I’ve been learning a lot about leadership this year. In one of my roles at the college at which I work, I’m serving as Chair of our Collegial Governance system. Very basically, there are committees that explore issues of Academic Standards, College Life, Professional Development, and many more. Those committees work on recommendations that must move through our College’s Forum and go to the President for response.
This position has been one of the most rewarding of my professional career even though I’ve found it phenomenally challenging at times.

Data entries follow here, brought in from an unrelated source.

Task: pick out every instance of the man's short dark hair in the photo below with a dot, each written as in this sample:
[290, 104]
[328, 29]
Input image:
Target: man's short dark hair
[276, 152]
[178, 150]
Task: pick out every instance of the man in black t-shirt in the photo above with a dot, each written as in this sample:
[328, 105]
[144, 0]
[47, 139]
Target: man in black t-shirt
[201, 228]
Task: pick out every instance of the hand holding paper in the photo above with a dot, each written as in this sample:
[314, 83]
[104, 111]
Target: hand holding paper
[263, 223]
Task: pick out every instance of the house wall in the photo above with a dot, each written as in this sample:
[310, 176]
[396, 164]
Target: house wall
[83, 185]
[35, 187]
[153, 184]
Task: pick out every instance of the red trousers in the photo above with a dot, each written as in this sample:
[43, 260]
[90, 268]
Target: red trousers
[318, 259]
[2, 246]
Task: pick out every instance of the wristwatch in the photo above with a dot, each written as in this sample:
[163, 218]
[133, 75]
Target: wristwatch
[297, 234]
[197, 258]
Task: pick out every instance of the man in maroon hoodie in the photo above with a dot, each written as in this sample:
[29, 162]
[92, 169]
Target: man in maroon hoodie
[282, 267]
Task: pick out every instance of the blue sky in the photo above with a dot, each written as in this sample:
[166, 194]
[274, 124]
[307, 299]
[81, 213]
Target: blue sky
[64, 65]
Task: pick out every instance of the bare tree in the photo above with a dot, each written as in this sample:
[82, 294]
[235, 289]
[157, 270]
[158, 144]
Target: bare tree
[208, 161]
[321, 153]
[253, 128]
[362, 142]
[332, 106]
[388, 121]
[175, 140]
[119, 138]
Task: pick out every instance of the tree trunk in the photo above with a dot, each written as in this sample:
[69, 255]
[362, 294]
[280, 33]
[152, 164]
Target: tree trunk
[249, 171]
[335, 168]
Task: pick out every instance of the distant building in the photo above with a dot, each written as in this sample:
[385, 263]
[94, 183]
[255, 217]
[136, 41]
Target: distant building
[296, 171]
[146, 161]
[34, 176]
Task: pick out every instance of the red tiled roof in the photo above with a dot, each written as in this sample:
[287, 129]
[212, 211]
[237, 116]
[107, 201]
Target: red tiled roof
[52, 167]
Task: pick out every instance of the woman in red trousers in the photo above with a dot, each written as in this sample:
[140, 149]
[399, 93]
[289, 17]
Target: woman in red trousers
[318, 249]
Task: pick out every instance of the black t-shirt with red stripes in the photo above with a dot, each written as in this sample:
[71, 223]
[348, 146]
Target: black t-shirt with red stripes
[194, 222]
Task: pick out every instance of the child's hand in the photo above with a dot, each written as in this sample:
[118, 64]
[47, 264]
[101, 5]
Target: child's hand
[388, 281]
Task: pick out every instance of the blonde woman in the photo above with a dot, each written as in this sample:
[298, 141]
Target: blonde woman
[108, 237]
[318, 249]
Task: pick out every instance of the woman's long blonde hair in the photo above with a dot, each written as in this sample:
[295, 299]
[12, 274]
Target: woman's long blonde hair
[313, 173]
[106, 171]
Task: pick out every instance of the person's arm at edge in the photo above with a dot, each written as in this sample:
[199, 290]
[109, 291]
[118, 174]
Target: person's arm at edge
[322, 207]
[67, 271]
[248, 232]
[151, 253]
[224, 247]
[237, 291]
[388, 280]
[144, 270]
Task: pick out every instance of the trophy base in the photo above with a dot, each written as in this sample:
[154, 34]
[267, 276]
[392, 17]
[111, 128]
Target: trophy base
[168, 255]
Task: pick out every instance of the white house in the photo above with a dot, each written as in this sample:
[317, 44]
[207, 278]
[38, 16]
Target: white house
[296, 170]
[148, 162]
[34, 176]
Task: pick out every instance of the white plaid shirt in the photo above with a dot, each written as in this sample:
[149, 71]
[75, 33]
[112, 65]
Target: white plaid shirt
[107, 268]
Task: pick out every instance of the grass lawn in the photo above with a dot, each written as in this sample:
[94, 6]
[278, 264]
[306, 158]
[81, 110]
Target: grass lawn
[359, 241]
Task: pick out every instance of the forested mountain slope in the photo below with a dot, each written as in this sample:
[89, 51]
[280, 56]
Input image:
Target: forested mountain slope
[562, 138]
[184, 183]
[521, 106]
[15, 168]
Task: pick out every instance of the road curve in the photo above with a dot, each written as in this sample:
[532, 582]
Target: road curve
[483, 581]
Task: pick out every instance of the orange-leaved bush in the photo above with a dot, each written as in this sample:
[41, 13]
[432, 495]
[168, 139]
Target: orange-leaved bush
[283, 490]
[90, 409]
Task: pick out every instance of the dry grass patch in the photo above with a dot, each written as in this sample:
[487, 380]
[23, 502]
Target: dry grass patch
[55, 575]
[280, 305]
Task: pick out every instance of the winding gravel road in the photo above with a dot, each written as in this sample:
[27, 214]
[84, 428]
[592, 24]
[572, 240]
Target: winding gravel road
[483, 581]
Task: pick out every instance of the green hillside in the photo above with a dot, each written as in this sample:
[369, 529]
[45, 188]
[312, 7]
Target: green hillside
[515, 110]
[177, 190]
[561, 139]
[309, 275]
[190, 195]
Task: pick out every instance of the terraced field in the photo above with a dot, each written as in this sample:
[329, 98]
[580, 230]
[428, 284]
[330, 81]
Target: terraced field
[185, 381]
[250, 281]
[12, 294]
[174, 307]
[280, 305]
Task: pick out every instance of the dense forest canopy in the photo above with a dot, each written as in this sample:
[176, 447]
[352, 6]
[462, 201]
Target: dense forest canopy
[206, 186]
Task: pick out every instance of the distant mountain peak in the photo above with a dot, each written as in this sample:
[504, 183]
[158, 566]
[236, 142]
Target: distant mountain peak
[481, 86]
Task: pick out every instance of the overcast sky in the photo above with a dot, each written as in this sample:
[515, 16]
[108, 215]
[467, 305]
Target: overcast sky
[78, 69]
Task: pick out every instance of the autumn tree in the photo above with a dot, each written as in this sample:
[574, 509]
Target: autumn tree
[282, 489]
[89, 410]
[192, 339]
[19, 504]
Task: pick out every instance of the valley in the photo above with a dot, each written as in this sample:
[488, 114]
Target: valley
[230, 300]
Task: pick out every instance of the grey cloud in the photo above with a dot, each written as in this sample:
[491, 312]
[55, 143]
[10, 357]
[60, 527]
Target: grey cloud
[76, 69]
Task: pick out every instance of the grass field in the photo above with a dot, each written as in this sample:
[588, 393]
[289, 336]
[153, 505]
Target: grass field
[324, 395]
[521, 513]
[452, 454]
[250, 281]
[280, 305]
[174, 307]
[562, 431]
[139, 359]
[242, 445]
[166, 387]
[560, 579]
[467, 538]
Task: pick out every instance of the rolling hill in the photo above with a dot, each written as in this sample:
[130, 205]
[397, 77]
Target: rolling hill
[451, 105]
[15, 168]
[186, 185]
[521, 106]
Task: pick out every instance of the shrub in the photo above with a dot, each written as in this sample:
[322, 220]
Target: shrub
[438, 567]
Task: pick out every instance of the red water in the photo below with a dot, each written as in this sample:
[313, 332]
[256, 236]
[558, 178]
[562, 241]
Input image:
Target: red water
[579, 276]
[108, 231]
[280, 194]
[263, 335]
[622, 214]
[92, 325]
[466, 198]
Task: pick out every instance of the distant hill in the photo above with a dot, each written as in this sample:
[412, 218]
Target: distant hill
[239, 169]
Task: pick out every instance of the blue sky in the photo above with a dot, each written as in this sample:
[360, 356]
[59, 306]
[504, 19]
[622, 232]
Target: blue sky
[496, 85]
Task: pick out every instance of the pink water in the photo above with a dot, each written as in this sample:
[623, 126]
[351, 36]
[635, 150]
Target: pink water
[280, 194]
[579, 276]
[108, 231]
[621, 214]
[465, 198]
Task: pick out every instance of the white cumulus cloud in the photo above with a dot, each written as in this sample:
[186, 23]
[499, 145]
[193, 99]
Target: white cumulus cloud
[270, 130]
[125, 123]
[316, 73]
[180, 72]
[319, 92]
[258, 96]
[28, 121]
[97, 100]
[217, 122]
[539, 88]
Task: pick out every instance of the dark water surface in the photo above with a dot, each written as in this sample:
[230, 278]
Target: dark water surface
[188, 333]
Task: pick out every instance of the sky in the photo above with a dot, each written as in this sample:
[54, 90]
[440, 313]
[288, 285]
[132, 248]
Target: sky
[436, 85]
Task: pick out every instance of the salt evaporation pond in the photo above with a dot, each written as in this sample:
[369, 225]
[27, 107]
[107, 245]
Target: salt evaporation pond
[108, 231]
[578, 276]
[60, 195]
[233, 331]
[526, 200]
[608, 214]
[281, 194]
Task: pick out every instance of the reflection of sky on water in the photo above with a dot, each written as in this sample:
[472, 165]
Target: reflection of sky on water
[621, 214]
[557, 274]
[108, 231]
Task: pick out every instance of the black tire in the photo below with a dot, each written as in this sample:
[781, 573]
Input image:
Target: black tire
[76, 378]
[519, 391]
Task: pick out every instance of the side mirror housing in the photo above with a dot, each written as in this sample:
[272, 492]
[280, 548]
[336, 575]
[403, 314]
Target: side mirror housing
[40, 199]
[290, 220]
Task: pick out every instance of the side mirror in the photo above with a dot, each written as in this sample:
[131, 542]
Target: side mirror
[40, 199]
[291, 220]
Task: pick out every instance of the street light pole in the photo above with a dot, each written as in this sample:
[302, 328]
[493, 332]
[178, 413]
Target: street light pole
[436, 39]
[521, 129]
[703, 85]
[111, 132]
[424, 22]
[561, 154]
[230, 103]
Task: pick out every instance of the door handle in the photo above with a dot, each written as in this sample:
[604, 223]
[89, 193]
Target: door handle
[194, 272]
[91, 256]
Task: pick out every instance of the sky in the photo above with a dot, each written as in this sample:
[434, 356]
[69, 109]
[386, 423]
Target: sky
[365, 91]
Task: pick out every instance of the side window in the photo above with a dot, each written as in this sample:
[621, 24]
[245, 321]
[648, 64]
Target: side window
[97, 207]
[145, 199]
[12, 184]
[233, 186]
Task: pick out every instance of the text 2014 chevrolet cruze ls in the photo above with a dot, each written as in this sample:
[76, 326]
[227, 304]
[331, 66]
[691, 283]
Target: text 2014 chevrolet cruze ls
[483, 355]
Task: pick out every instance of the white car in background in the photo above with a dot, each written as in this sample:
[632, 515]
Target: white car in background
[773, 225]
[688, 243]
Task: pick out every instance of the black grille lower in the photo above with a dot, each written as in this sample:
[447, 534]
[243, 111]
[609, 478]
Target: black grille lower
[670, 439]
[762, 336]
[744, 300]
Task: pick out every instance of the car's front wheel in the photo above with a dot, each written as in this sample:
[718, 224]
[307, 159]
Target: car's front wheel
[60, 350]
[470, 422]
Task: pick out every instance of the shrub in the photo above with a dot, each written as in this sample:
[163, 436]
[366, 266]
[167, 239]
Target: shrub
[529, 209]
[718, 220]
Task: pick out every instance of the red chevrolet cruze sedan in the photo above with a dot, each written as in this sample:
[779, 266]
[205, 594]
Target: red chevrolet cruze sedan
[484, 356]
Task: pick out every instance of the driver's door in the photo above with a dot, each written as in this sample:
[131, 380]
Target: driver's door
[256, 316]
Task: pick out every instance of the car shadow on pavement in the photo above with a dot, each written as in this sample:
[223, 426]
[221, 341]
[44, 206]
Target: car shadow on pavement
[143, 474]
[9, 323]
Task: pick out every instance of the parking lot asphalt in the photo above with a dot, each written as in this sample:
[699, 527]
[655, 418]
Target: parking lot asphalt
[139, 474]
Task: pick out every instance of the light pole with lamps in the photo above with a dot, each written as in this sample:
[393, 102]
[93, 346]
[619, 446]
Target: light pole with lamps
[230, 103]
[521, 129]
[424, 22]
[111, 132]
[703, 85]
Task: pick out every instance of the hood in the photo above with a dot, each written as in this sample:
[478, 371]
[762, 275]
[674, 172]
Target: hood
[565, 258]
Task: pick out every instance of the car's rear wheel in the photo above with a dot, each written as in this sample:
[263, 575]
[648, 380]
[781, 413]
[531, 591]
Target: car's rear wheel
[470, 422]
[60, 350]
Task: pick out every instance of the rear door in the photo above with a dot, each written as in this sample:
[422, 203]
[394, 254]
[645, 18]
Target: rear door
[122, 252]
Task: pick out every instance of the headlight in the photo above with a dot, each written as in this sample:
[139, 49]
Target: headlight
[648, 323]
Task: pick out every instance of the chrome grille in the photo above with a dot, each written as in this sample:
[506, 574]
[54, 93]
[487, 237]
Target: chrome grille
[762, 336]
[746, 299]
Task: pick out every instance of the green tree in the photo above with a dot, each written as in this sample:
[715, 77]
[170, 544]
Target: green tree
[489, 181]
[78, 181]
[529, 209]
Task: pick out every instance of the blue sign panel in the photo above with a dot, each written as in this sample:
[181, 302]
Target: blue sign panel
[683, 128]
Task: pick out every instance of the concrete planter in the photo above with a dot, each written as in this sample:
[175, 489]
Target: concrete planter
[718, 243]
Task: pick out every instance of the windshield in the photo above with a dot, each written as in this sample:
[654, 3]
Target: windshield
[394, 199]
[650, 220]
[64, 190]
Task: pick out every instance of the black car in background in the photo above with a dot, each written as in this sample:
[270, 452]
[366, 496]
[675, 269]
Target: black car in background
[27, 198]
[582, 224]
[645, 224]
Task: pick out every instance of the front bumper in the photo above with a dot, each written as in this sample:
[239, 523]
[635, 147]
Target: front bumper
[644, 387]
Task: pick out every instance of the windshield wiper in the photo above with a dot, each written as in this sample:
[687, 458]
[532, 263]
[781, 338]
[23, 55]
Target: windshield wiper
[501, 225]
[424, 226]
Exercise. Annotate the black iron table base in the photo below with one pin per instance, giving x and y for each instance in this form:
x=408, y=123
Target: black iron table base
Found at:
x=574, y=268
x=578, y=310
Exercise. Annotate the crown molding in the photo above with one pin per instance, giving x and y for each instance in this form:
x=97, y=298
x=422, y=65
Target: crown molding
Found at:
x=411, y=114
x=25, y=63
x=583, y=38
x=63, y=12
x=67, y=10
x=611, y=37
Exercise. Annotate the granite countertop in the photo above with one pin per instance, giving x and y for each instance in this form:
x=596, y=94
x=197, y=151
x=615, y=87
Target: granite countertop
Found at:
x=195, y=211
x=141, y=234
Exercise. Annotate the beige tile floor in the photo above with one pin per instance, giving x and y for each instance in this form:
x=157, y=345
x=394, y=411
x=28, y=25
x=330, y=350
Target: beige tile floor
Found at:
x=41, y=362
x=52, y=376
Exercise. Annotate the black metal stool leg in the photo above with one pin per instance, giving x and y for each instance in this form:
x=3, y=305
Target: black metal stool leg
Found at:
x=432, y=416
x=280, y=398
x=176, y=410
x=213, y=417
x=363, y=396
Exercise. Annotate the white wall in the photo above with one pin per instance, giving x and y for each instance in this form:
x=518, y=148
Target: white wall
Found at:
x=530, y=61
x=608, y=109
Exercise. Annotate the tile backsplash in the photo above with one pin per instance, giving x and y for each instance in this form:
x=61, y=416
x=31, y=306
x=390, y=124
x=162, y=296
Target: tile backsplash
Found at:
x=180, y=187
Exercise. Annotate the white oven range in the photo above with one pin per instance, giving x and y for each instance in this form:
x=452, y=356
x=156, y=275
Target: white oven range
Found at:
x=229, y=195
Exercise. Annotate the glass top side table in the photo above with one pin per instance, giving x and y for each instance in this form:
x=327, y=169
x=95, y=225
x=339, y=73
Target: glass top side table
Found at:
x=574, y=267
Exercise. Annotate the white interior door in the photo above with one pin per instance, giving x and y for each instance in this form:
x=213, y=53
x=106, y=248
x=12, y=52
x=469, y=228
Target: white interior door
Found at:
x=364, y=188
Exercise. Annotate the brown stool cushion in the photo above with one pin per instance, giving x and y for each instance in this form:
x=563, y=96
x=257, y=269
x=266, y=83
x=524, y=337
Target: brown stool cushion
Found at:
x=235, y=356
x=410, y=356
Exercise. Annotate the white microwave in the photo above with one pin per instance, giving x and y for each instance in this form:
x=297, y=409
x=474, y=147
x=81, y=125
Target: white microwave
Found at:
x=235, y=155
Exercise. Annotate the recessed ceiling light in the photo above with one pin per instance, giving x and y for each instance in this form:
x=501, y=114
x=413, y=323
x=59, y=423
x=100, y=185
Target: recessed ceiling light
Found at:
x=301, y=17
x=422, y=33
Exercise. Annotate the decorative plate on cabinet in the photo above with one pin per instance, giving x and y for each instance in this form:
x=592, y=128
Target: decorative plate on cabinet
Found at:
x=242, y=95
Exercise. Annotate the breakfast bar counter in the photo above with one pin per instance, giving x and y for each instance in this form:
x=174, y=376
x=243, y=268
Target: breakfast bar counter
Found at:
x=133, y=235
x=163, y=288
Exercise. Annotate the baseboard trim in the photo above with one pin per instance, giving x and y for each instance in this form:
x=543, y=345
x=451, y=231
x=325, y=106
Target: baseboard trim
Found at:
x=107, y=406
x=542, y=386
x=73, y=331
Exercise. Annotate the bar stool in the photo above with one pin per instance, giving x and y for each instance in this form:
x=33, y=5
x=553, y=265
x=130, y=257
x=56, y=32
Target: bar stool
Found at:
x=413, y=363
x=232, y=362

And one thing I’ve begun to learn in this position is that outstanding leadership can sometimes by knowing when to get out of the way and just let an already strong system work its magic. I don’t suggest for a moment that a leader should always do this, or even usually. I do, however, think that a good leader today absolutely needs to do it sometimes and needs to understand when those times are.
Such was absolutely not the case during the term of Judge Kenesaw Mountain Landis, the first Commissioner of Baseball and the second inductee into the Pioneer/Executive wing of the Hall of Miller and Eric. Landis had a clear mandate in the wake of the Black Sox scandal when eight members of the Chicago White Sox conspired to throw the 1919 World Series. He needed to make absolutely certain for the public, the players, and the owners that the game was clean. As a result, or maybe because it’s the only way he knew, Landis ruled with an iron fist. Let’s look at a couple of quotations.
“Regardless of the verdict of juries, no player who throws a ballgame, no player that undertakes or promises to throw a ballgame, no player that sits in conference with a bunch of crooked players and gamblers where the ways and means of throwing a game are discussed and does not promptly tell his club about it, will ever play professional baseball.”
Equivocate ever? I guess not. The Black Sox were acquitted by a jury. But Landis was judge, jury, and metaphorical executioner on this one. They’re all still on the permanently ineligible list.
“Negroes are not barred from organized baseball by the commissioner and never have been during the twenty-one years I have served.”
I want to debate neither intellectual honesty nor accuracy here. I merely want to point out that the man took responsibility himself when it was his and absolutely refused to touch it when it wasn’t, at least when it wasn’t in his mind.
A leader such as Landis wouldn’t succeed today, not in Major League Baseball, not in my Governance position, and not in most places in this country. But Judge Kenesaw Mountain Landis was just about the perfect person to be the first Commissioner of baseball and save the game from the ruin of gambling.